Richard W. Rodriguez, Associated Press
LOS ANGELES — Jerry Buss made a rare visit to the Los Angeles Lakers' training complex a week ago, driving up in a purple Rolls Royce with a personalized license plate boldly touting the 11 championships they've won during his ownership tenure.
Buss had a few reassuring words with his players, who had just lost their second-round playoff opener to the Dallas Mavericks. The Lakers promptly went out and lost three more games over the next five days, capped by a humiliating 36-point defeat Sunday.
Just imagine the choice words Buss probably has planned for his Lakers during an extra-long summer.
Buss has always tolerated big egos, Hollywood distractions and huge luxury-tax bills as long as the Lakers were annual contenders for the NBA title. With the Lakers' threepeat quest abruptly over after seven miserable days in May, Buss and his front office have plenty of time to decide how much of this smoldering wreck they can salvage.
Buss and general manager Mitch Kupchak will make those decisions without coach Phil Jackson, who insists he has manipulated his last millionaire into sacrificing himself for the triangle offense that produced 11 championships.
When Jackson was asked Sunday if the Lakers should be blown up, as former star Magic Johnson loudly suggested last week, the NBA's most successful coach gave one last smirk.
"That's not my decision to make," he said. "That's Dr. Buss, and ultimately, with Mitch Kupchak, they'll put it together. But it's a great franchise, and we all know that they always come back and get themselves back in the race. The Lakers are going to survive and do well."
With just one losing season in the past 17 years, the Lakers clearly know how to survive — yet they never thrived this season, except during a 17-1 surge after the All-Star break. For long stretches, the two-time NBA champions and three-time Western Conference champions looked tired, old and simply bored with the relentless grind of another nine-month title chase.
The physical and psychological strain of 77 playoff games in the past four years might have been too much for the Lakers to overcome. They won just six of their final 17 games this season, capped by that stunningly one-sided series against the Mavericks.
"Coach always says basketball is a humbling game," forward Lamar Odom said. "When you play on this level and you win, and people expect you to win and everything is great, people know us.
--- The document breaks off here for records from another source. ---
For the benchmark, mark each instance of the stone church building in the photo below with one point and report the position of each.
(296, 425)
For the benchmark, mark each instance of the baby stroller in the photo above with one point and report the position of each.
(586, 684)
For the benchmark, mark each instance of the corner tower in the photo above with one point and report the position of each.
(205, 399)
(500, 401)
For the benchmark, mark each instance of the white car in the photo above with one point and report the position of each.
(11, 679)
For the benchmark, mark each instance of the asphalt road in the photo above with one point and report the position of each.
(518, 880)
When you get beat like the way we got beat, you realize this is a part of life."
Or maybe the Lakers were done in by the myriad distractions that arise for any winning team in a major metropolis. Nearly every Los Angeles player seemed to have a side job this season, from Odom's reality show with his wife to Kobe Bryant's myriad endorsements, from Derek Fisher's union work to Matt Barnes' clothing line to Ron Artest's ridiculously crowded schedule.
"I don't know where we lost it, that drive, that bond we had in the past, that cohesive drive in order to overcome adversity," Odom said. "Obviously something wasn't there. We couldn't overcome a lot of things we usually overcome, a lot of things we used to overcome. It makes no difference. It could have happened (in) the next round, or the (NBA) finals."
The Lakers' collapse suggested they could use a fresh start, yet this team has been constructed to stay together for a long run — perhaps making Kupchak's job even tougher now.
The Lakers had the NBA's biggest payroll this season at over $91 million, which means Buss must write a check for roughly $20 million to cover his luxury tax bill — a check that would have seemed much lighter with revenue from a few more playoff games.